Cope with distributions that may take negative numbers

#1
Hi to everyone,

I would like to know how to cope with distributions that may take negative numbers when it is physically impossible. For instance, the lifetime distribution of an equipment, which obviously cannot be negative, but sometimes could give negative numbers. What can I do to avoid that?

Thanks in advance.

David
 

Dason

Ambassador to the humans
#4
Maybe if you provide a concrete example and what you think is causing an issue it would be easier to address the issue. But if you're modeling data that must be positive then maybe it would be a good idea to just use a distribution that only has support on the positive numbers?
 
#5
Let's think that the lifetime of an equipment is normally distributed with a mean of 5 months and a standard deviation of 1,5 month. Sometimes it can take negative numbers, that's impossible. Could I do something to avoid this situation? Or what should I do with this data?
 

Dason

Ambassador to the humans
#6
Then it's not actually normally distributed. But if the normal provides a suitable approximation for that case then I don't really see the issue. Sure it's possible for a N(5, 1.5^2) to go negative but it's a very low probability. Once again you haven't really said *why* this is an issue for you. Are you just bothered by the possibility that a normal random variable can be negative and your variable has to be positive?
 
Last edited:
#7
You could use a gamma distribution or lognormal distribution. Then it can not take any negative values. And for larger means it will kind of look like a normal distribution. It will look kind of symmetric, although strictly it is not.
 

hlsmith

Omega Contributor
#8
This seems more like a data quality issue. Are you getting impossible data values? If so, you should check your protocols and the functions related to data generation.

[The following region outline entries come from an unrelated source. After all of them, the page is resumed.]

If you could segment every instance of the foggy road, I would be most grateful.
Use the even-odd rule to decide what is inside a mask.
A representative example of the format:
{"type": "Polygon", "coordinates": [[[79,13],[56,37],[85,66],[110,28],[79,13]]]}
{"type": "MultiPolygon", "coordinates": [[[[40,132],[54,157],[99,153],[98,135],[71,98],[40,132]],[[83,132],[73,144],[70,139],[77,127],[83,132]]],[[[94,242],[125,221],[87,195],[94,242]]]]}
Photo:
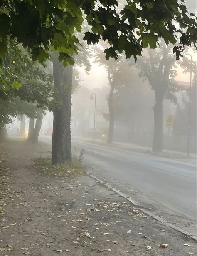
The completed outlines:
{"type": "MultiPolygon", "coordinates": [[[[50,139],[41,138],[49,143],[50,139]]],[[[77,153],[84,149],[84,161],[90,173],[165,219],[196,233],[195,165],[80,141],[73,141],[72,146],[77,153]]]]}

Otherwise refer to GG and Dason's posts if you are just theorizing.
 

Dason

Ambassador to the humans
#10
You still haven't actually told us what the actual concern is. Are you generating random numbers from the distribution and if you get a negative then everything blows up? Are you just worried because theoretically an normal can take a negative so using any method/model that assumes a normal distribution for the (conditional) response allows for the possibility of a negative result and you know that can't happen (and if so why does what the model theoretically allow matter so much to you if it only allows it with an almost non-existent probability)?

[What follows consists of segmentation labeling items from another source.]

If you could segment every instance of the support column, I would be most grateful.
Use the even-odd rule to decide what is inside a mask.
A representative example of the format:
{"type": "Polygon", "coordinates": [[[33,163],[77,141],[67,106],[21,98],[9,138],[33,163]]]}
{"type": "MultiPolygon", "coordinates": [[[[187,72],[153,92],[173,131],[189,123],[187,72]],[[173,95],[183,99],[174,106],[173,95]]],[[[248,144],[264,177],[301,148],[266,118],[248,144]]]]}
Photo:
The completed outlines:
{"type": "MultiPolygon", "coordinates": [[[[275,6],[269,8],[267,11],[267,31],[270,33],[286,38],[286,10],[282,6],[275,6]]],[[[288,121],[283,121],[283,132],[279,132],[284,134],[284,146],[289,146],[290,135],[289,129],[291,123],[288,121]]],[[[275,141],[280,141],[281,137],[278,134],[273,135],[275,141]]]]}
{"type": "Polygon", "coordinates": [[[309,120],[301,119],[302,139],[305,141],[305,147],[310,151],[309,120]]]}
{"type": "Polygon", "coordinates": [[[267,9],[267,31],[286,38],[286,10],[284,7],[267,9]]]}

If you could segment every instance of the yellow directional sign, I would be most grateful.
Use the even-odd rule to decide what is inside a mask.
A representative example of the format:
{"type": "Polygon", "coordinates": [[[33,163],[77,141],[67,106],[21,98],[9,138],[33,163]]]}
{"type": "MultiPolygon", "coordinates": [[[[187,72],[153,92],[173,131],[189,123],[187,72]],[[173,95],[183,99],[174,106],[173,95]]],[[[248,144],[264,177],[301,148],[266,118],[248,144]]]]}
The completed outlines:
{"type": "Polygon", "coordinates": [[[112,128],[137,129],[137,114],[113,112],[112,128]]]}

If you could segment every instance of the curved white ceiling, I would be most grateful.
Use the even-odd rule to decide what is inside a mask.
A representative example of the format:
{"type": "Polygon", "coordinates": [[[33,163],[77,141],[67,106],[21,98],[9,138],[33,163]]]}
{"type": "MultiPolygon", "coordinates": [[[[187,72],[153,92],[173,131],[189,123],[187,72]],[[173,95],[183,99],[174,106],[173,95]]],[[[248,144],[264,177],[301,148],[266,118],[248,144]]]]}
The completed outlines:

The usual concern would be if you were using a method that *requires* the response be positive but in your data every now and then you might have a negative (or zeros) either due to impure data or something else weird going on. That is a different issue entirely. But I think that isn't what you're worried about and you're jumping the gun on being concerned over the theory that the model theoretically allows for negative values even though you know they shouldn't/can't happen.
 
#11
The usual concern would be if you were using a method that *requires* the response be positive but in your data every now and then you might have a negative (or zeros) either due to impure data or something else weird going on.

That's my problem.
 

Dason

Ambassador to the humans
#12
Maybe if you provide a concrete example
So like are you using a poisson regression and sometimes you have negative counts or something? Please provide some actual details on what you're doing. I've been trying to get actual details because to be blunt it's still not completely 100% clear to me what your issue is because the way things have been worded makes it a little ambiguous. If you provide a concrete example that will clear up any and all issues and then we can move on from there.
 
#13
the lifetime of an equipment is normally distributed with a mean of 5 months and a standard deviation of 1,5 month.

Can I truncate the function just to avoid that negative numbers?
 

hlsmith

Omega Contributor
#14
Well I am back again, you need to figure out why you have negative numbers and prevent them from happening. You could almost treat them like missing data and see if they are MAR (Missing (effed-up) at random) or MCAR, so you can drop them.


What type of analyses are you running, because negative won't prevent you from using standard normal, etc. At least for many distributions. You would just want to know why they are effed-up and if left in dataset are they leverage/outliers messing up your model.


P.S., I support Dason in that your example is too crude.
 

Dason

Ambassador to the humans
#15
Your example isn't an example that causes any sort of problem. You haven't actually said what the problem is. As far as I can see you are misunderstanding almost everything I've said. The method/model here would be the normal distribution (which allows positive and negative) and the data is positive only so it is NOT the situation that I described here
The usual concern would be if you were using a method that *requires* the response be positive but in your data every now and then you might have a negative (or zeros) either due to impure data or something else weird going on.
That kind of situation would be if you're using a regression where you're regressing log(lifetime) and for some reason you have negative lifetimes (which shouldn't happen) actually in your data.

So if that's literally what you're doing then you're doing a terrible job explaining it. I'm not trying to be insulting - I just need you to understand that you need to put a little bit more effort into explaining the situation and what the ACTUAL problem is.
 

hlsmith

Omega Contributor
#16
I was also thinking about transformations of data getting botched, but that is not really a parametric issue, like you are implying with your example/wording.